A verdade de Verissimo

Previsível e precioso como o pôr-do-sol, sua impossível obra refletiu quem somos – e quem sempre seremos

Por André Forastieri

Me ligam da redação sexta à tarde: Veríssimo pode morrer este fim de semana. Você escreve? Como dizer não? Sábado de manhã caí da cama com o texto pronto na cabeça. Escrevi voando e despachei pra editora, Ju Zorzato, com a seguinte recomendação: “Para só ser publicado caso ele morra. Espero que saia daqui uns dez anos.”

Uma semana depois, Veríssimo estava fora da UTI.

Porque isso aconteceu em dezembro de 2012, não agosto de 2025.

Resolvi não esperar pra fazer a homenagem; publicamos então e boa. Se fosse eu, preferia ler vivo meu próprio obituário.

Relendo o texto hoje chateia o quanto ficou de fora. Como fez seu um universo de referências gráficas da juventude, Jules Pfeiffer à frente; seu delicado existencialismo, sua gauchice, sua impossível versatilidade. O obra de Veríssimo rende um livro ou vários.

Felizmente desde então mais treze anos se passaram com Luiz Fernando por aqui. Tristemente perdermos Jaguar e Veríssimo de uma vez. Nosso Brasil que se vai, que bom que eles ficarão. E que orgulho algumas vezes ter feito companhia a ambos no expediente da revista “Caros Amigos”.

Abaixo, a homenagem de 2012 – e 2025.

A verdade de Veríssimo

Luiz Fernando Veríssimo escreveu demais. Estava por toda parte, nos cercava: em jornais, artigos em infinitas revistas, roteirizando tantos programas de televisão, desenhando cartuns e tiras, tradução disso e daquilo, toda hora um novo título nas livrarias.

Criado nos EUA e louco por jazz, escreveu como Fred Astaire dançou. Da maneira mais difícil: fazendo parecer fácil. Foi essa raridade no nosso país: um “working writer”, um cara que vive de escrever. Sua produção prodigiosa, sofisticada e acessível fez dele parte previsível da paisagem. Elemento do nosso dia-a-dia, como um pôr do sol, que, precioso, não nos encanta, por sua entediante regularidade.

Li Veríssimo a vida inteira, intermitentemente. Publicasse ele somente a cada dois anos um romance, talvez o valorizássemos mais. Teria na certa status literário diferente. Quem sabe se sentiria desafiado a mergulhar mais fundo?

Não. Sua matéria prima era o cotidiano, os momentinhos de que o caleidoscópio da vida é feito. Escrever um romance demanda arrogância. Ele os escreveu, como escreveu todo tipo de coisa. Mas só na última temporada, a maioria de encomenda, para coleções temáticas. Não era de sua natureza nem o melhor uso de seu talento, se dedicar a uma coisa só.

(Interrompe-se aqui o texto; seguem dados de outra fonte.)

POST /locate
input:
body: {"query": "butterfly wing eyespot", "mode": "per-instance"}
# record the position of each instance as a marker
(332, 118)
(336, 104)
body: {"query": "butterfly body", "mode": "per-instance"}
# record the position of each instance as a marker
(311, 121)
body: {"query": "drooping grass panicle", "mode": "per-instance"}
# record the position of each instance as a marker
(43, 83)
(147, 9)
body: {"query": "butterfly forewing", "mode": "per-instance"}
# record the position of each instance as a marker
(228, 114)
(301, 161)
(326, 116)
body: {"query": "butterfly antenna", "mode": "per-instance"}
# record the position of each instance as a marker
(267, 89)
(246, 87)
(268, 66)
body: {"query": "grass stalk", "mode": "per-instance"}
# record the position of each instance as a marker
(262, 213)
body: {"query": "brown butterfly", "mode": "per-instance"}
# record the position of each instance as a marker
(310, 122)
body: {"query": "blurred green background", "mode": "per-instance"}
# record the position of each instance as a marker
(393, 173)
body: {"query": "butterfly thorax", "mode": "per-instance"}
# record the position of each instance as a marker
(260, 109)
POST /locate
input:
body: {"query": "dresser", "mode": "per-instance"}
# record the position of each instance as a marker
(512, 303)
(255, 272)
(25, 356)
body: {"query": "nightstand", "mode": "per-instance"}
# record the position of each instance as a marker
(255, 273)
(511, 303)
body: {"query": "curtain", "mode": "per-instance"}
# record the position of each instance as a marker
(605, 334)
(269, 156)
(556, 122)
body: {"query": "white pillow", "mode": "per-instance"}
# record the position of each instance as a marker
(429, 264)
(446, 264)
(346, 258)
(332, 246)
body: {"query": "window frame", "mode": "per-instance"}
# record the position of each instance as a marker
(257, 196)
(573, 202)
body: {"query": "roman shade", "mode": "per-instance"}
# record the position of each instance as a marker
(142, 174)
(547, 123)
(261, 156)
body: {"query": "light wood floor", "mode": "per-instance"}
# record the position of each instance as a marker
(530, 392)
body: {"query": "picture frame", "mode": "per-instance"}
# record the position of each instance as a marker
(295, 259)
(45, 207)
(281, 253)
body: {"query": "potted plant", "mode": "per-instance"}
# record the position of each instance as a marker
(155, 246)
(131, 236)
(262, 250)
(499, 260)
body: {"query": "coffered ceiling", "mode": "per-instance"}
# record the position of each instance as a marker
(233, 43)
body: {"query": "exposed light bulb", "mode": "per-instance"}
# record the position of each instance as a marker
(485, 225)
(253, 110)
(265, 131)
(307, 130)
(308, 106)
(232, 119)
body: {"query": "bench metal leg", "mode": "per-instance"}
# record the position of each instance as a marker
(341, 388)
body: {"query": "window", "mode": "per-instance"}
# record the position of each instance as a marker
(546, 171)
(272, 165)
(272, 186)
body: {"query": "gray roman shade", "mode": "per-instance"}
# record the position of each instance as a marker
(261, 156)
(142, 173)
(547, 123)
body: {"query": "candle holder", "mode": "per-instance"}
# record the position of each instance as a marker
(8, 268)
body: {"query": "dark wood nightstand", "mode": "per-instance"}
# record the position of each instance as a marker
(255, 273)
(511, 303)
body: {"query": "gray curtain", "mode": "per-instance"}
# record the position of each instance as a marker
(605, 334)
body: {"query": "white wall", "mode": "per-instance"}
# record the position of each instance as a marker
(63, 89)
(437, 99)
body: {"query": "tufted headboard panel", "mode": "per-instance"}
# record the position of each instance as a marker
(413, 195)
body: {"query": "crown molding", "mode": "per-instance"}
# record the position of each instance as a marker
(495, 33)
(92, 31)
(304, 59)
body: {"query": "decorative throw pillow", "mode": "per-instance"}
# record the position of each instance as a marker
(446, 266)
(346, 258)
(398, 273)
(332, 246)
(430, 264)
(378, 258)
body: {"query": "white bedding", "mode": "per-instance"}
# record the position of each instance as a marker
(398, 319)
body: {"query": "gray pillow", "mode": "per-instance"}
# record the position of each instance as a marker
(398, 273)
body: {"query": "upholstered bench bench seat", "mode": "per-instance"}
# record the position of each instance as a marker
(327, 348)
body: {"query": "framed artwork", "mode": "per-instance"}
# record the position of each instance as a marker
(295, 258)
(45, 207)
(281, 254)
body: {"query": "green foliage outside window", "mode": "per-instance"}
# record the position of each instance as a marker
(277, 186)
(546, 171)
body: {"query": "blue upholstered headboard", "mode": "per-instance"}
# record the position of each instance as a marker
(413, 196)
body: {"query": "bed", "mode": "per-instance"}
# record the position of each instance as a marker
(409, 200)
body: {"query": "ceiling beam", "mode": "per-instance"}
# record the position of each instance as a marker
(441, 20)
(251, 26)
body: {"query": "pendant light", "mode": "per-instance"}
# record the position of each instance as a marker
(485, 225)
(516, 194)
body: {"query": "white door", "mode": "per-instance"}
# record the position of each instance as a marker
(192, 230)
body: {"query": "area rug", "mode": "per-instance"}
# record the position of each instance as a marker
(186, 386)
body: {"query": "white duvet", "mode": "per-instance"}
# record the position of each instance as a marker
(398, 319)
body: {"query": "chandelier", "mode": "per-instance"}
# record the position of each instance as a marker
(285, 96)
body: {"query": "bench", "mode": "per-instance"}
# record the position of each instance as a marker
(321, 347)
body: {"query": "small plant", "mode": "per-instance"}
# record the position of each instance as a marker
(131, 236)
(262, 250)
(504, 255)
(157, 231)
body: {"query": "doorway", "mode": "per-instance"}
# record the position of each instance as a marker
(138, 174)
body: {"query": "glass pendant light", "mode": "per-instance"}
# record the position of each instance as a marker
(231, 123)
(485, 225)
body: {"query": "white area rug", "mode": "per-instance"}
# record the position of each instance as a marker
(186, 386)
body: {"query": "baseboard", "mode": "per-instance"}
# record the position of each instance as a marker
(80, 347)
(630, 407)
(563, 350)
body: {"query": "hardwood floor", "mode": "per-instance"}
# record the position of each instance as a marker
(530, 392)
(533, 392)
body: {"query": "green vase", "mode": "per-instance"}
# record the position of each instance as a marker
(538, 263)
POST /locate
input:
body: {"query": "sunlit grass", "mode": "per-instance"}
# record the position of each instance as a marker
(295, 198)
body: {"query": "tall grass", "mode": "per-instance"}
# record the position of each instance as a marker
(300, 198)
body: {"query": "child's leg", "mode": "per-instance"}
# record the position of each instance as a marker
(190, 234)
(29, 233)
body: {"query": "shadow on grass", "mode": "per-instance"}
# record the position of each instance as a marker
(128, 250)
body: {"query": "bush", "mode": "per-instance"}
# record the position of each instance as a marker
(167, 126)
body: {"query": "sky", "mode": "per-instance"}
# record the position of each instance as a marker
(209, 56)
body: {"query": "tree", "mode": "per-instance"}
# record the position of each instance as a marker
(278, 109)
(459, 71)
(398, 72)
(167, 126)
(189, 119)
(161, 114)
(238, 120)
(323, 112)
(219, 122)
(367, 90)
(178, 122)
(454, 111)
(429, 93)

Era caminho já percorrido por outro Veríssimo. Seu pai Érico foi leitura obrigatório para a minha geração, tanto quanto um Jorge Amado ou Graciliano Ramos.

Contemporâneos dos nossos avós, nos transmitiam a imagem de um país rural, brutal, encantador, perdido. Érico de um sul épico, mítico, másculo. Imagine o peso de se tornar um escritor e assinar Veríssimo, sendo Luiz Fernando filho de quem foi. Pois Érico se tornou o pai do Veríssimo, que bate fácil o pai em popularidade e relevância.

Suas velharias mantêm o frescor do minuto. Tropecei esses dias em “Traçando Japão”, livrinho de vinte anos atrás, memórias turísticas. Delícia: perfumes do Oriente, anedotas memoráveis, alma aberta de viajante.

Incrivelmente, além do Veríssimo das vinhetas e dos causos, tivemos o privilégio de conviver com o Veríssimo cartunista. O Veríssimo das tiras, das Cobras e da Família Brasil. O Veríssimo da televisão, das Comédias da Vida Privada. O criador de personagens memoráveis, Ed Mort, Analista de Bagé, Velhinha de Taubaté.

Convivemos ainda com o personagem Veríssimo, que expunha suas fragilidades e dúvidas, sem grosseria nem exibicionismo. E aproveitamos muito o Veríssimo jornalista, observador agudo e cético mas sempre humanista, sempre transparente em suas posições.

No meio era conhecido pela generosidade. Principalmente com os colegas mais jovens, de jornalismo, literatura e cartum.

Um exemplo só: já muito famoso, escrevia de graça todo mês para a revista Caros Amigos, quando foi lançada, meio dos 90. Projeto independente, de esquerda, não tinha verba para os colaboradores.

Tenho o orgulho de ter meu nome ao lado do seu, no sumário da revista, naqueles primeiros anos. Me arrependo de nunca tê-lo procurado. Estava ao alcance de um telefonema. Ele era tímido, também fui.

A vida passou e perdi a chance. Mas o que diria a Luiz Fernando Veríssimo?

Que seu trabalho me fazia questionar como eu uso meu tempo por aqui? Que ele era uma referência única de escritor profissional no Brasil e um compasso ético pelo qual o melhor Brasil se guiou? Que era admirável como ele enfrentava as certezas de sua dúvida? Que pontuava melhor que ninguém?

Veríssimo não deixa obra-prima. Nos deu mais: sua verdade. Uma visão pungente, irônica, compromissada e muito pessoal de quem fomos e somos. E marca do gênio: de quem sempre seremos.